JAKARTA, KOMPAS.com - Lembaga Bantuan Hukum (LBH) Makassar sebagai kuasa hukum tiga anak korban pemerkosaan menyayangkan langkah Pusat Pelayanan Terpadu Pemberdayaan Perempuan dan Anak (P2TP2A) dan Polres Luwu Timur, Sulawesi Selatan, menemui korban setelah kasus ini menjadi sorotan publik.
Direktur LBH Makassar Muhammad Haedir mengatakan, kedatangan kedua instansi tersebut dilakukan tanpa pemberitahuan kepada Ibu korban maupun koordinasi dengan tim kuasa hukum.
"Tindakan tersebut menunjukkan kembali Polres Luwu Timur dan P2TP2A Luwu Timur tidak memiliki perspektif perlindungan korban dalam menangani kasus anak," tegas Haedir, dalam keterangan tertulis, Selasa (12/10/2021).
Haedir mengungkapkan, pihak korban setidaknya empat kali didatangi aparat kepolisian maupun petugas pemerintah setempat.
Pertama, pada Kamis (7/10/2021) siang. Tim penyidik Polres Luwu Timur dan petugas P2TP2A Luwu Timur mencoba menemui para korban dengan alasan mengecek kondisi anak. Namun, upaya tersebut dihalangi oleh pihak keluarga.
Kedua, pada Jumat (8/10/2021) malam. Tim dari Polres Luwu Timur yang dipimpin Kapolres memakai seragam lengkap mendatangi kembali dan menemui Ibu korban.

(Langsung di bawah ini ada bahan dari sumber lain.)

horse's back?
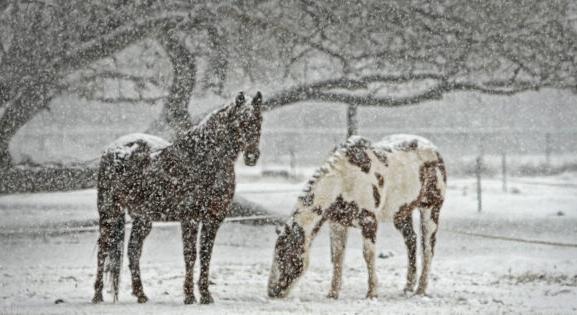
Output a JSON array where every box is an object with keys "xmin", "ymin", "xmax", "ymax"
[
  {"xmin": 103, "ymin": 133, "xmax": 170, "ymax": 157},
  {"xmin": 97, "ymin": 133, "xmax": 170, "ymax": 210},
  {"xmin": 373, "ymin": 134, "xmax": 446, "ymax": 221}
]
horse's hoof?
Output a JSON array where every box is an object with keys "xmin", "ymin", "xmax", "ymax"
[
  {"xmin": 367, "ymin": 292, "xmax": 379, "ymax": 300},
  {"xmin": 403, "ymin": 287, "xmax": 413, "ymax": 295},
  {"xmin": 92, "ymin": 293, "xmax": 104, "ymax": 304},
  {"xmin": 200, "ymin": 294, "xmax": 214, "ymax": 304},
  {"xmin": 327, "ymin": 292, "xmax": 339, "ymax": 300},
  {"xmin": 184, "ymin": 295, "xmax": 196, "ymax": 305}
]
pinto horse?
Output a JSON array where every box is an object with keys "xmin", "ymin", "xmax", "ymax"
[
  {"xmin": 93, "ymin": 92, "xmax": 262, "ymax": 304},
  {"xmin": 268, "ymin": 135, "xmax": 447, "ymax": 299}
]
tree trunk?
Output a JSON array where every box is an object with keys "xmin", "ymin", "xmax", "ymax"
[
  {"xmin": 161, "ymin": 31, "xmax": 196, "ymax": 133},
  {"xmin": 0, "ymin": 84, "xmax": 50, "ymax": 170}
]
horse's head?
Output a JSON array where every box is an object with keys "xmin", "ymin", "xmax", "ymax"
[
  {"xmin": 268, "ymin": 222, "xmax": 306, "ymax": 298},
  {"xmin": 234, "ymin": 92, "xmax": 262, "ymax": 166}
]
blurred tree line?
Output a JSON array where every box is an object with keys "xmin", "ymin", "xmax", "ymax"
[{"xmin": 0, "ymin": 0, "xmax": 577, "ymax": 168}]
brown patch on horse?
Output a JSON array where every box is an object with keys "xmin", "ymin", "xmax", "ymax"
[
  {"xmin": 437, "ymin": 152, "xmax": 447, "ymax": 184},
  {"xmin": 299, "ymin": 192, "xmax": 315, "ymax": 207},
  {"xmin": 394, "ymin": 160, "xmax": 444, "ymax": 225},
  {"xmin": 311, "ymin": 217, "xmax": 327, "ymax": 238},
  {"xmin": 373, "ymin": 185, "xmax": 381, "ymax": 208},
  {"xmin": 345, "ymin": 145, "xmax": 371, "ymax": 173},
  {"xmin": 373, "ymin": 150, "xmax": 389, "ymax": 166},
  {"xmin": 397, "ymin": 139, "xmax": 419, "ymax": 152},
  {"xmin": 375, "ymin": 173, "xmax": 385, "ymax": 188},
  {"xmin": 311, "ymin": 207, "xmax": 323, "ymax": 215},
  {"xmin": 275, "ymin": 222, "xmax": 305, "ymax": 289},
  {"xmin": 324, "ymin": 195, "xmax": 359, "ymax": 226},
  {"xmin": 359, "ymin": 209, "xmax": 378, "ymax": 244},
  {"xmin": 321, "ymin": 195, "xmax": 378, "ymax": 243}
]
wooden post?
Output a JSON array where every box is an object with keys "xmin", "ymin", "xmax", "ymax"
[
  {"xmin": 347, "ymin": 104, "xmax": 359, "ymax": 139},
  {"xmin": 475, "ymin": 156, "xmax": 483, "ymax": 212},
  {"xmin": 289, "ymin": 147, "xmax": 297, "ymax": 178},
  {"xmin": 501, "ymin": 151, "xmax": 507, "ymax": 192},
  {"xmin": 475, "ymin": 135, "xmax": 484, "ymax": 212},
  {"xmin": 545, "ymin": 132, "xmax": 551, "ymax": 167}
]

Ibu korban yang saat itu tanpa ditemani kuasa hukum diminta bicara dengan direkam keterangannya untuk menjelaskan ke media supaya tidak ada kesimpangsiuran berita.
Haedir menyatakan, kedatangan ini diikuti dengan beredarnya pemberitaan dan foto Ibu korban bersama Kapolres, yang disebut-sebut Ibu korban berjanji akan membawa bukti ke Polres Luwu Timur.

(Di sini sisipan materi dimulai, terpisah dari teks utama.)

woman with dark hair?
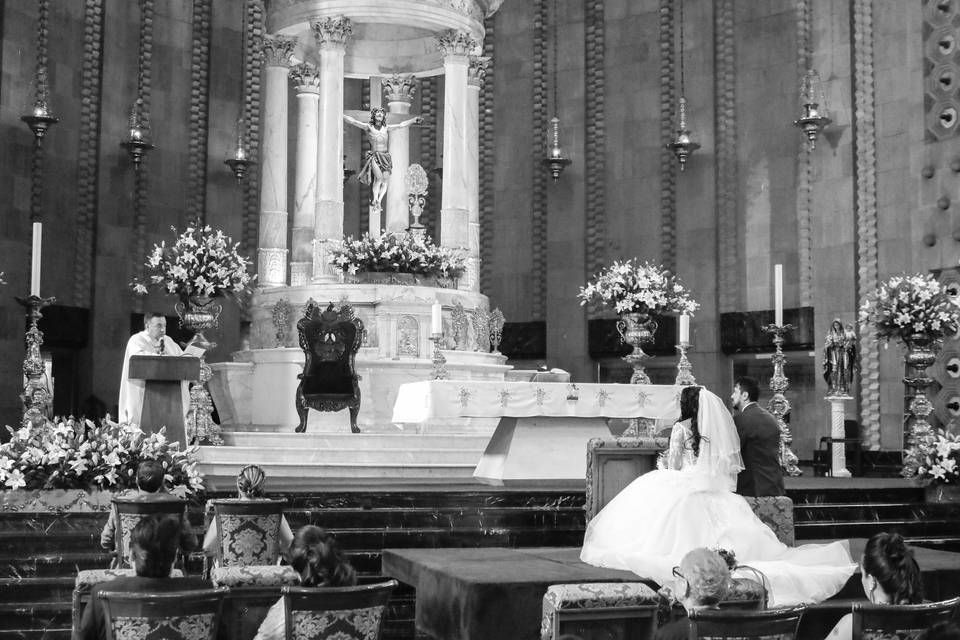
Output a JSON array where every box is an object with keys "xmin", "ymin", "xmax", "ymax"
[
  {"xmin": 580, "ymin": 386, "xmax": 856, "ymax": 606},
  {"xmin": 254, "ymin": 524, "xmax": 357, "ymax": 640},
  {"xmin": 203, "ymin": 464, "xmax": 293, "ymax": 556},
  {"xmin": 827, "ymin": 532, "xmax": 923, "ymax": 640}
]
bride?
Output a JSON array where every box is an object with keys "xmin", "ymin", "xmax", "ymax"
[{"xmin": 580, "ymin": 387, "xmax": 857, "ymax": 606}]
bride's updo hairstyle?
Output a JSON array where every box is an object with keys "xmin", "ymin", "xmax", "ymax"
[
  {"xmin": 863, "ymin": 533, "xmax": 923, "ymax": 604},
  {"xmin": 680, "ymin": 386, "xmax": 700, "ymax": 456}
]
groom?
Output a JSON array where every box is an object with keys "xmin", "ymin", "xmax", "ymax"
[{"xmin": 730, "ymin": 376, "xmax": 785, "ymax": 496}]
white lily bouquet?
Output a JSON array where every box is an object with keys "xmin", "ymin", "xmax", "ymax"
[
  {"xmin": 578, "ymin": 259, "xmax": 700, "ymax": 315},
  {"xmin": 133, "ymin": 225, "xmax": 256, "ymax": 298}
]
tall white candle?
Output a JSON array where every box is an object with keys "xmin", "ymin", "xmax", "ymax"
[
  {"xmin": 773, "ymin": 264, "xmax": 783, "ymax": 327},
  {"xmin": 680, "ymin": 313, "xmax": 690, "ymax": 344},
  {"xmin": 30, "ymin": 222, "xmax": 43, "ymax": 296},
  {"xmin": 430, "ymin": 300, "xmax": 443, "ymax": 334}
]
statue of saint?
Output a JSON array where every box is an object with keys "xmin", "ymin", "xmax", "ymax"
[
  {"xmin": 343, "ymin": 107, "xmax": 423, "ymax": 214},
  {"xmin": 823, "ymin": 320, "xmax": 857, "ymax": 396}
]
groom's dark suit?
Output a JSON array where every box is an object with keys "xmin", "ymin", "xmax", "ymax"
[{"xmin": 733, "ymin": 402, "xmax": 784, "ymax": 496}]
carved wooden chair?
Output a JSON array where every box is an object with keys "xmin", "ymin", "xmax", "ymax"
[
  {"xmin": 296, "ymin": 300, "xmax": 363, "ymax": 433},
  {"xmin": 851, "ymin": 597, "xmax": 960, "ymax": 640},
  {"xmin": 100, "ymin": 588, "xmax": 227, "ymax": 640},
  {"xmin": 689, "ymin": 607, "xmax": 804, "ymax": 640},
  {"xmin": 283, "ymin": 580, "xmax": 397, "ymax": 640}
]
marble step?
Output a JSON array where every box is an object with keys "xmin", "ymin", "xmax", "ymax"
[
  {"xmin": 215, "ymin": 431, "xmax": 490, "ymax": 451},
  {"xmin": 200, "ymin": 446, "xmax": 482, "ymax": 468}
]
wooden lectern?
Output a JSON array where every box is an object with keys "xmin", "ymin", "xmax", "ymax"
[{"xmin": 130, "ymin": 356, "xmax": 200, "ymax": 451}]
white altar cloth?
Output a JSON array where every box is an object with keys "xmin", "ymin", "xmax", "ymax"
[
  {"xmin": 393, "ymin": 380, "xmax": 683, "ymax": 423},
  {"xmin": 393, "ymin": 380, "xmax": 683, "ymax": 488}
]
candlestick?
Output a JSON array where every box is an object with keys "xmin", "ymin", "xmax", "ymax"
[
  {"xmin": 763, "ymin": 324, "xmax": 800, "ymax": 476},
  {"xmin": 30, "ymin": 222, "xmax": 43, "ymax": 296},
  {"xmin": 673, "ymin": 340, "xmax": 697, "ymax": 387},
  {"xmin": 430, "ymin": 300, "xmax": 443, "ymax": 335},
  {"xmin": 773, "ymin": 264, "xmax": 783, "ymax": 327},
  {"xmin": 430, "ymin": 332, "xmax": 447, "ymax": 380}
]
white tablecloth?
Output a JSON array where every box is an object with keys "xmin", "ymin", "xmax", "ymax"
[{"xmin": 393, "ymin": 380, "xmax": 683, "ymax": 423}]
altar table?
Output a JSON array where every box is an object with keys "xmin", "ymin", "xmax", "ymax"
[{"xmin": 393, "ymin": 380, "xmax": 683, "ymax": 487}]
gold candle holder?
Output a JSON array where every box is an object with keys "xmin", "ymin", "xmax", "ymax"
[
  {"xmin": 673, "ymin": 342, "xmax": 697, "ymax": 387},
  {"xmin": 430, "ymin": 333, "xmax": 448, "ymax": 380}
]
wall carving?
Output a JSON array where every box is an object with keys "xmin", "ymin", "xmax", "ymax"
[
  {"xmin": 130, "ymin": 0, "xmax": 154, "ymax": 313},
  {"xmin": 923, "ymin": 0, "xmax": 960, "ymax": 142},
  {"xmin": 584, "ymin": 0, "xmax": 607, "ymax": 313},
  {"xmin": 187, "ymin": 0, "xmax": 210, "ymax": 223},
  {"xmin": 240, "ymin": 0, "xmax": 264, "ymax": 262},
  {"xmin": 660, "ymin": 0, "xmax": 677, "ymax": 272},
  {"xmin": 850, "ymin": 0, "xmax": 880, "ymax": 450},
  {"xmin": 397, "ymin": 316, "xmax": 420, "ymax": 358},
  {"xmin": 479, "ymin": 17, "xmax": 496, "ymax": 291},
  {"xmin": 713, "ymin": 0, "xmax": 741, "ymax": 313},
  {"xmin": 530, "ymin": 0, "xmax": 547, "ymax": 320},
  {"xmin": 73, "ymin": 0, "xmax": 103, "ymax": 308}
]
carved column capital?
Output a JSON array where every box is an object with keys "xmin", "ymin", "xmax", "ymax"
[
  {"xmin": 310, "ymin": 16, "xmax": 353, "ymax": 51},
  {"xmin": 437, "ymin": 30, "xmax": 478, "ymax": 62},
  {"xmin": 262, "ymin": 36, "xmax": 297, "ymax": 67},
  {"xmin": 290, "ymin": 63, "xmax": 320, "ymax": 93},
  {"xmin": 380, "ymin": 73, "xmax": 417, "ymax": 103},
  {"xmin": 467, "ymin": 56, "xmax": 490, "ymax": 87}
]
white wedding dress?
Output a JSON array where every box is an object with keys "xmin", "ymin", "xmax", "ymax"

Ketiga, pada Sabtu (9/10/2021) malam. Tim dari Polres Luwu Timur mendatangi kediaman kerabat Ibu korban untuk membahas soal ramainya fakta yang tidak berimbang dalam pemberitaan kepada keluarga besar korban.
Keempat, Minggu (10/10/2021) pagi. Sebanyak tiga orang dari P2TP2A Luwu Timur kembali mendatangi pihak korban dengan alasan untuk mengambil data. Namun, ibu korban menolak kedatangan mereka dan menyuruh mereka pulang.

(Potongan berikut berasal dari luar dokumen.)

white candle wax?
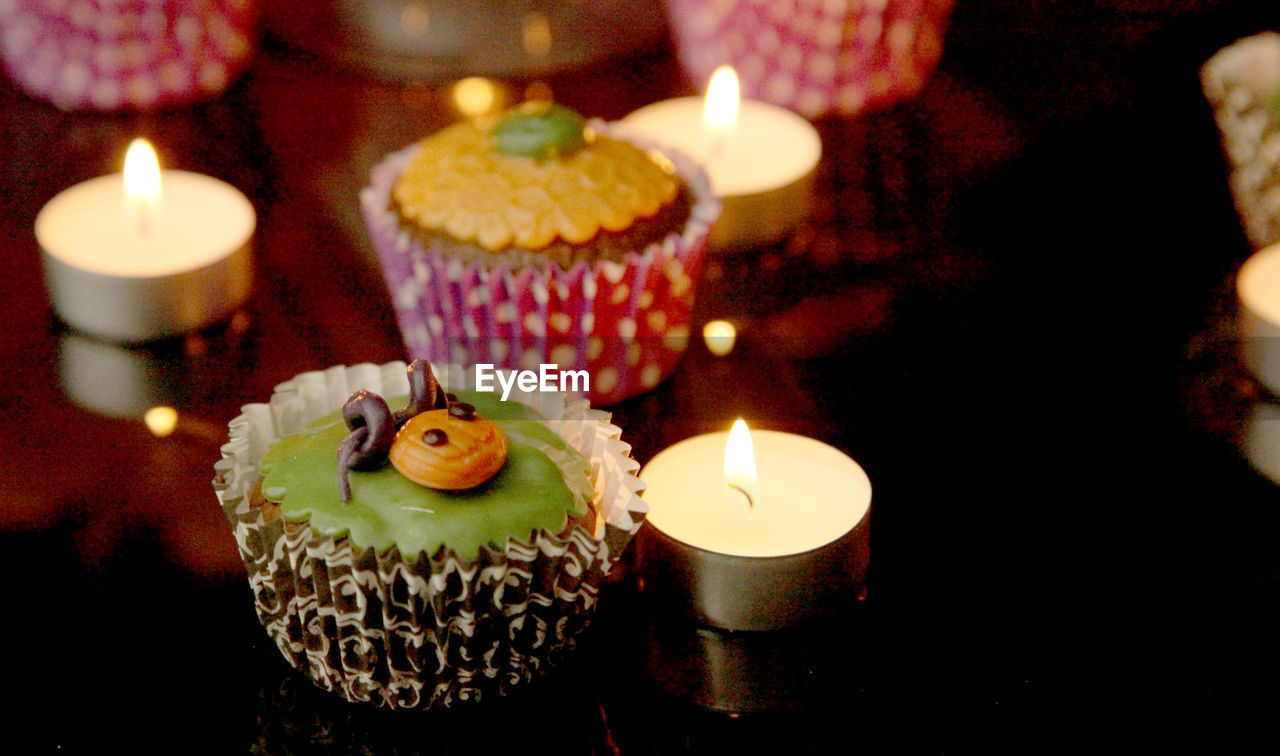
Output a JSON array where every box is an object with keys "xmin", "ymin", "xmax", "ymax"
[
  {"xmin": 621, "ymin": 97, "xmax": 822, "ymax": 249},
  {"xmin": 640, "ymin": 430, "xmax": 872, "ymax": 556},
  {"xmin": 36, "ymin": 170, "xmax": 256, "ymax": 343},
  {"xmin": 1235, "ymin": 244, "xmax": 1280, "ymax": 394}
]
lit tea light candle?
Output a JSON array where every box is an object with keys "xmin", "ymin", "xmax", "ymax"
[
  {"xmin": 622, "ymin": 67, "xmax": 822, "ymax": 249},
  {"xmin": 639, "ymin": 421, "xmax": 872, "ymax": 631},
  {"xmin": 1235, "ymin": 244, "xmax": 1280, "ymax": 394},
  {"xmin": 36, "ymin": 141, "xmax": 256, "ymax": 343}
]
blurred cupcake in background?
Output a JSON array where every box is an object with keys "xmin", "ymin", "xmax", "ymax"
[
  {"xmin": 667, "ymin": 0, "xmax": 955, "ymax": 118},
  {"xmin": 1201, "ymin": 32, "xmax": 1280, "ymax": 249},
  {"xmin": 361, "ymin": 102, "xmax": 719, "ymax": 404},
  {"xmin": 0, "ymin": 0, "xmax": 259, "ymax": 111}
]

"Ibu korban sempat menegur salah satu dari orang yang datang karena mengambil gambar atau video Ibu korban secara diam-diam," terang Haedir.
Atas rentetan kedatangan tersebut, pihak kuasa hukum pun menyayangkan langkah Polres dan P2TP2A Luwu Timur.
Haedir mengatakan, Polres dan P2TP2A Luwu Timur seharusnya memahami bahwa kedatangan mereka dengan membawa media telah menyalahi prinsip perlindungan khusus terhadap anak yang berhadapan dengan hukum, yakni hak atas kerahasiaan identitas.
Hal ini diatur dalam Pasal 17 ayat (2) Undang-undang Nomor 23 Tahun 2002 tentang Perlindungan Anak.
Adapun bunyi pasal tersebut, yakni: "Setiap anak yang menjadi korban atau pelaku kekerasan seksual atau yang berhadapan dengan hukum berhak dirahasiakan".
Selain itu, pihaknya kembali menegaskan bahwa keberatan penghentian penyelidikan kasus juga karena adanya dugaan kuat kesalahan prosedur yang dilakukan oleh P2TP2A dan Polres Luwu Timur.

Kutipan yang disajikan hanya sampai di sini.